The root cause was a subtle front-end mislabeling: the credit card field was marked as a telephone-style input to improve mobile UX, so the telemetry script classified it as a non-sensitive phone field and eligible for collection.
As a result, the card number was captured as interaction telemetry, packaged up, and transmitted to a third party that is not a payment processor, producing the same practical impact as an eSkimming attack, without any malware.

How Source Defense protects you
Source Defense focuses on what scripts do in the browser – not just whether they’re “trusted” – so it can catch scenarios where allowlisted services behave unsafely.
In this case, Source Defense would identify that a third-party script is interacting with payment inputs and that the browser session is transmitting data to an external domain (including which domain), and enforce runtime controls that prevent such unauthorized scripts from accessing PCI-relevant fields in the first place.
By blocking access at the point of collection, Source Defense helps eliminate the downstream risk of sensitive data being packaged and sent externally – even when the script and destination are legitimate.
How Source Defense alerts you
Regardless of whether you’re running active protection or detect-only monitoring, Source Defense will generate alerts when scripts exhibit risky runtime behavior – even if the script and destination domain are legitimate.
In detect-only mode, those alerts give you immediate visibility so your team can investigate and respond; in protect mode, the same behaviors can be proactively blocked in real time before sensitive data leaves the browser.
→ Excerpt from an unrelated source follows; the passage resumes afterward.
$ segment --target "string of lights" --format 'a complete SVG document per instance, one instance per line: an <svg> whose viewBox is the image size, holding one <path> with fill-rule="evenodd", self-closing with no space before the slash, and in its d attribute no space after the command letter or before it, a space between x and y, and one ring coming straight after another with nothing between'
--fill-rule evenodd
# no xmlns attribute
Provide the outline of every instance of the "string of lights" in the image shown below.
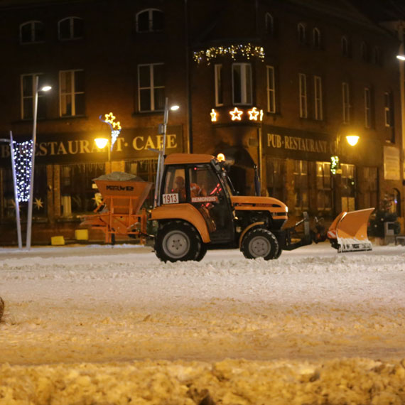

In this scenario, customers would see alerts such as:
- Accessing PCI data – a third-party script interacting with payment fields in a way that indicates exposure risk
- Transferring data – the browser session sending data externally, including visibility into the destination domain
These alerts surface in the notification center and dashboard summaries, giving security teams a clear signal that “allowed” client-side behavior is creating real payment-data risk.
Key takeaways
Client-side security failures aren’t always “attacks”- they can be trusted scripts behaving as designed in the wrong context.
In this case, controls like CSP allowlists and vendor trust didn’t help, because they govern what’s permitted to load and where browser traffic is allowed to go; not whether sensitive user input is being picked up during runtime.
The practical lesson is: “trusted script + allowed destination” isn’t enough. You also need visibility into what scripts are doing in the browser, so you can catch sensitive-input collection and unexpected outbound telemetry even when everything looks legitimate.
Because with client-side code, an honest mistake can still become accidental eSkimming — and the damage doesn’t care about intent.